How DeepSeek Shakes Up Traditional Tech ETF Strategy
China's DeepSeek breakthrough challenges big tech dominance, prompting ETF managers to highlight equal-weight and dynamic strategies for the evolving AI landscape.
DeepSeek's development of an advanced AI model for just $6 million has exposed vulnerabilities in traditional tech-heavy exchange-traded funds, highlighting concentration risks that alternative strategies may help address.
The Chinese startup's ability to match leading AI capabilities at a fraction of U.S. tech giants' costs has revealed how marketcap-weighted indexes have grown increasingly dependent on a handful of tech leaders, pushing investors to reassess how they manage sector exposure and volatility.
"We have historically high concentration, especially among the [Magnificent Seven] names," Nick Kalivas, head of factor and equity ETF strategy at Invesco, told etf.com. "The top 10 names at the end of last year were almost 39% of the S&P 500."
This concentration has made traditional ETFs more vulnerable to AI-driven disruption. "The overlap between the Nasdaq 100 and the S&P 500 has been approaching the 50% area. If you roll back 10-11 years ago, that number was closer to 20%," Kalivas explained.
Alternative ETF Strategies Face AI Challenge
The market response to DeepSeek underscores how quickly tech sector assumptions can shift.
"When you begin realizing you get a shift from innovation to efficiency and utilization, that throws the brakes on pretty quick," Ben Fulton, CEO of WEBs Investments, told etf.com, describing the market's reaction as a "level setting" after an overly frothy period.

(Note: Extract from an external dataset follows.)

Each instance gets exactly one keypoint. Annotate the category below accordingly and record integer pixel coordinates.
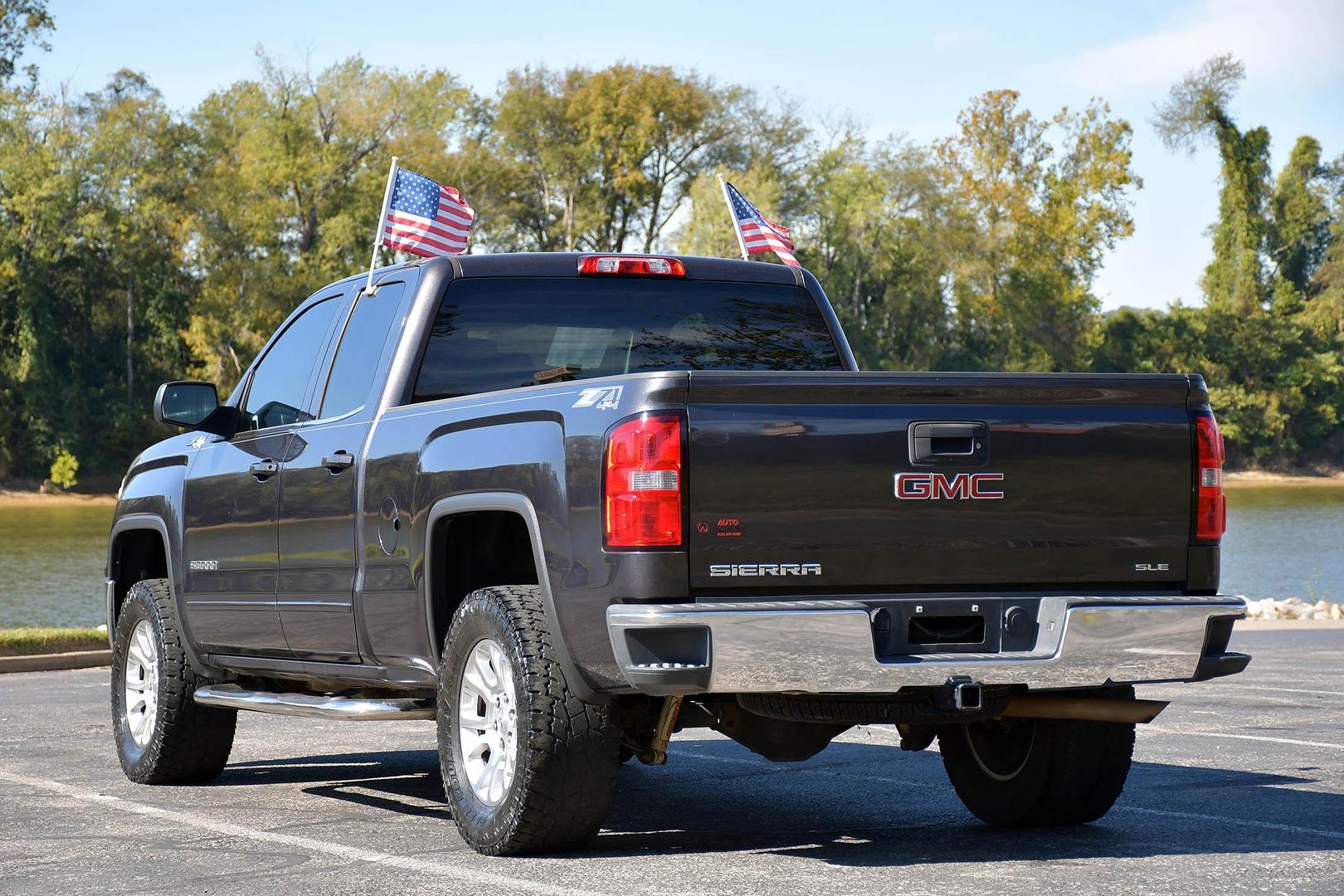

Equal-weight funds like Invesco's S&P 500 Equal Weight ETF (RSP) offer one approach to managing these risks. By balancing exposure across the S&P 500, these strategies reduce vulnerability to tech-specific shocks. "You're going to be less subject to the ups and downs that you see in these tech names," Kalivas said.
Dynamic strategies like the WEBs Defined Volatility QQQ ETF (DVQQ) and the WEBs Defined Volatility SPY ETF (DVSP) provide another option, Fulton said. These funds adjust exposure based on volatility signals.
"Our whole model was built with the idea that during low-risk types of markets, we lean into the market," Fulton said. "When uncertainty gets introduced, the model leans out and actually reduces exposure.”
The implications extend beyond immediate market reactions. Microsoft Inc.'s recent comments about slowing capital spending suggest a broader shift in AI investment assumptions. "I think you're going to see more and more focus on what the CapEx spend is," Kalivas noted.
"The best days for AI's pricing in the stock market are behind us," Fulton said. "If it's really worth something, there's going to be duplication and copying. Now it becomes incorporated across and makes all industries more efficient."
This evolving landscape presents challenges for traditional market-cap-weighted approaches. "We're kind of in uncharted territory," Kalivas added. "It's hard to really know how the whole AI trend plays out in terms of winners and losers."